Assuming that my hazy memory is correct, someone might want to ask Raymond Chen why NTOS uses 64k pages. My guess is that either it's more convenient for DOS emulation, or because it was the least common multiple of sensible page sizes on all the interesting architectures at the time. (ARM supports 64k pages.)
My suspicion is that choice of 4k/64k/2mb (Windows also allows 2mb pages nowadays) as a page size has more to do with keeping the page table small than it does with any architecture-specific concern? But honestly, I have no idea.

- Casey
Pseudonym73
Can someone call GetSystemInfo() and check please?


4096 on Windows 8.1 64-bit (16GB total memory, if that changes anything).
And also 4096 on Windows XP 32-bit (under VirtualBox).

Edited by Mārtiņš Možeiko on
mmozeiko
4096 on Windows 8.1 64-bit (16GB total memory, if that changes anything).
And also 4096 on Windows XP 32-bit (under VirtualBox).

Got it. As noted, it's a vague memory from about 2003, NT 4 or Win 2k. It's also possible that once upon a time, NT shipped with different OS page sizes on workstation and server install, or it might have been custom settings.
Pseudonym, I do not think you are hallucinating here - I think it's just that GetSystemInfo() returns the page granularity, not the allocation granularity. While VirtualProtect() et al all operate on the page granularity, I think VirtualAlloc may well (at least sometimes) operate on its own granularity which is some multiple of the page granularity. Does that make sense?

So I think to actually figure this out you'd have to call VirtualAlloc() a bunch of times and see if it was aligning to 4k or 64k.

- Casey
You are right:

 1
 2
 3
 4
 5
 6
 7
 8
 9
10
11
12
13
#include <stdint.h>
#include <stdlib.h>
#include <stdio.h>
#include <windows.h>

int main()
{
  for (int i=0; i<100; i++)
  {
    uint64_t addr = (uint64_t)VirtualAlloc(NULL, 123123*(rand()%100+1), MEM_COMMIT | MEM_RESERVE, PAGE_READWRITE);
    printf("0x%016llx %% 64k = %i\n", addr, addr % (64*1024));
  }
}


For me that prints out addresses always on 64K boundary:

 1
 2
 3
 4
 5
 6
 7
 8
 9
10
11
12
13
14
15
16
17
18
0x00000000025e0000 % 64k = 0
0x0000000005740000 % 64k = 0
0x000000000a720000 % 64k = 0
0x00000000020f0000 % 64k = 0
0x000000000d040000 % 64k = 0
0x0000000012280000 % 64k = 0
0x0000000013fe0000 % 64k = 0
0x0000000019cb0000 % 64k = 0
0x000000001e200000 % 64k = 0
0x0000000022c00000 % 64k = 0
0x0000000027860000 % 64k = 0
0x0000000027f70000 % 64k = 0
0x000000002b580000 % 64k = 0
0x00000000315d0000 % 64k = 0
0x00000000336c0000 % 64k = 0
0x0000000037f90000 % 64k = 0

...


Even if I change to allocate only very small amount of bytes (1,2,3...).
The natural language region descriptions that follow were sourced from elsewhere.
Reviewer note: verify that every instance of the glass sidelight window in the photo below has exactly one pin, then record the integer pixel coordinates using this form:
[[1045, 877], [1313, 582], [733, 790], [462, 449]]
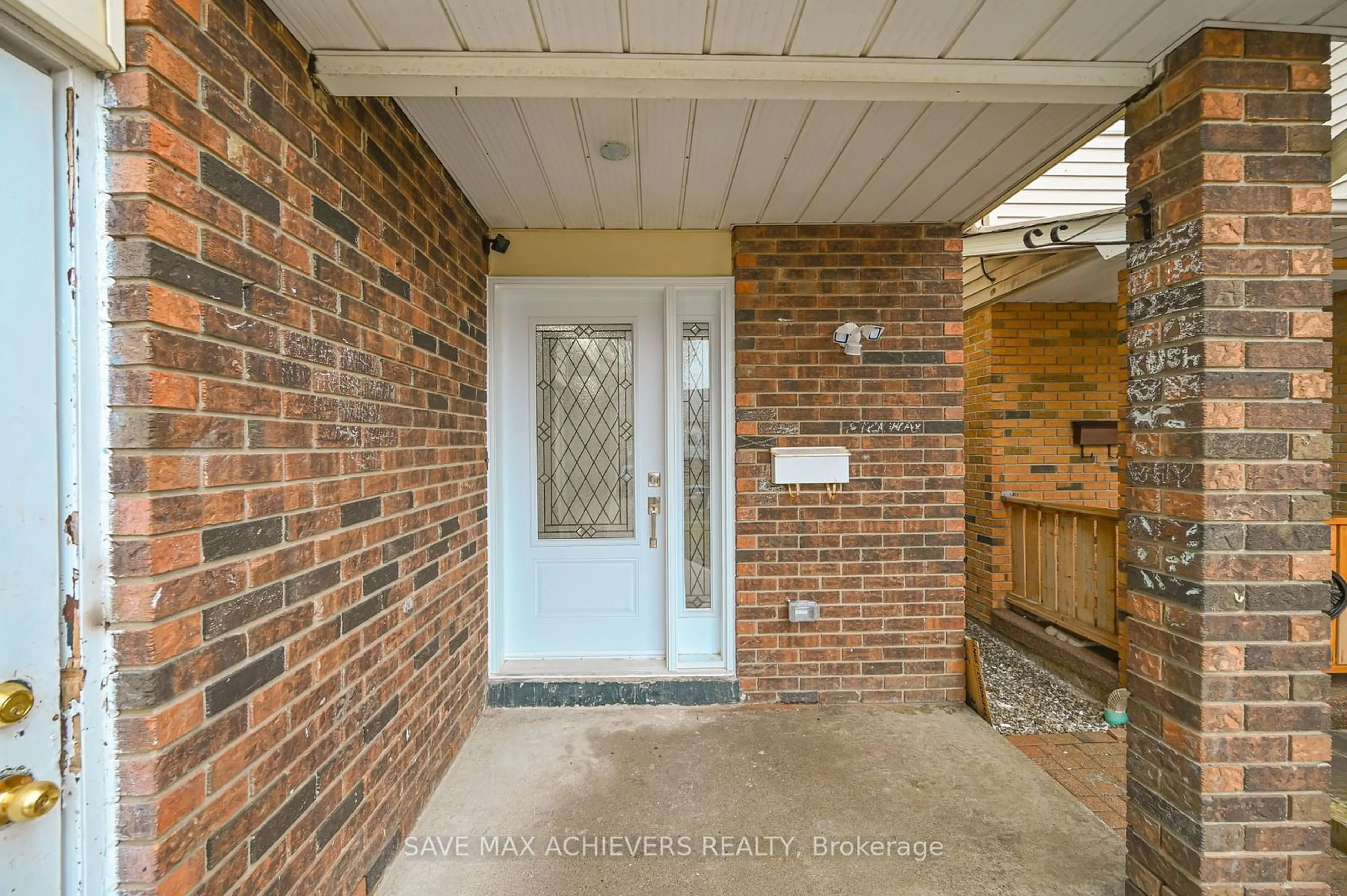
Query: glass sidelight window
[[585, 430], [697, 464]]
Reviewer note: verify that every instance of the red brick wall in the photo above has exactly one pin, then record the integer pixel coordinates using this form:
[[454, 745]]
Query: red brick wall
[[885, 558], [298, 463], [1032, 370]]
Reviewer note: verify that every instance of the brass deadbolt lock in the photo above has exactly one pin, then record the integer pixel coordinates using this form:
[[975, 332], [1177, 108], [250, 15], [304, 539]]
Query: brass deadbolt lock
[[15, 702], [24, 800]]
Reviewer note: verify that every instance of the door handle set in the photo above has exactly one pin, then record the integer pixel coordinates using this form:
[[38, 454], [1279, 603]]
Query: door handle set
[[22, 798], [652, 507]]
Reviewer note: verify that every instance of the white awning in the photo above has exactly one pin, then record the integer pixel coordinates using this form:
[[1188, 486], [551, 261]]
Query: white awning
[[1104, 231]]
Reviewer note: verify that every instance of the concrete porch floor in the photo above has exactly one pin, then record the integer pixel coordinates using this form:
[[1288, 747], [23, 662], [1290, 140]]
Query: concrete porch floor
[[896, 775]]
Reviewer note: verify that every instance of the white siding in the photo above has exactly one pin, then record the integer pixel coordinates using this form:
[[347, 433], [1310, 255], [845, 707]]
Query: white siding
[[1090, 180]]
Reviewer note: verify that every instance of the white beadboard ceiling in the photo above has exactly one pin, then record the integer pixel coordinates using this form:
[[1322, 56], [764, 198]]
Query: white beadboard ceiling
[[534, 162]]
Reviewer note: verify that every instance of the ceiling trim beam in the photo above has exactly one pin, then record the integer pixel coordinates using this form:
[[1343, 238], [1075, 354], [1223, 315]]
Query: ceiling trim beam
[[578, 75]]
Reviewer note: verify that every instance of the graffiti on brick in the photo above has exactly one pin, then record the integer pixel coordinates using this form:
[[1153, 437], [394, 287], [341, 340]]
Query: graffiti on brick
[[1174, 562], [1144, 391], [1162, 475], [1155, 418], [1179, 357], [1180, 298], [1185, 386], [1164, 585], [1180, 239], [883, 428]]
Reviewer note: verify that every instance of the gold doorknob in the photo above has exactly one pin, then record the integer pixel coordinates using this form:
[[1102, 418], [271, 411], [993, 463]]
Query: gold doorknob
[[22, 800], [15, 702]]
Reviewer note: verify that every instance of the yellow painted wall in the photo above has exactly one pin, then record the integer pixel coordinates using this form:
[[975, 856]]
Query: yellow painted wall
[[615, 254]]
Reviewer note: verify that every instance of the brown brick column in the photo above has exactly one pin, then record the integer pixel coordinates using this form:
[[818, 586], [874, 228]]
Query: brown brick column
[[1226, 469]]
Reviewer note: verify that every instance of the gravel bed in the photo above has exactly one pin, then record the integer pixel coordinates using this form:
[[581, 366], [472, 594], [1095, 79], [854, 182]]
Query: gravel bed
[[1028, 698]]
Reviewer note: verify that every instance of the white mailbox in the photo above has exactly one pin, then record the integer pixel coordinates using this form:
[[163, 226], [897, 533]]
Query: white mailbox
[[811, 465]]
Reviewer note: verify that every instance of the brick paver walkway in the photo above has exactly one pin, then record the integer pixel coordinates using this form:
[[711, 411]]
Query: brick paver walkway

Edited by Mārtiņš Možeiko on
Yeah. That was my recollection. I'm not sure I know why that happens - it might have something to do with the way the page table works, in terms of look-ups or something. I suspect Mark Russinovich probably has the answer in one of his lectures somewhere... I've probably even heard it, but then forgot it :/

- Casey
That's interesting, maybe even more so the way you investigate things, thanks. :)
Raymond Chen has an answer. Pretty deep legacy stuff...
Yikes...

- Casey
OK, so that's where the vague memory comes from.

The thing I was working on, as I said, was a database server, and so we used page-structured files (e.g. B-trees) extensively. 64k is also the granularity of memory-mapped files on Windows, so that is the optimum page size.

Raymond Chen
You don't want to introduce gratuitous differences between architectures because it makes porting code between them harder.

From the point of view of someone trying to write a system which runs on Windows, Linux, and Solaris, that counts as a "gratuitous difference".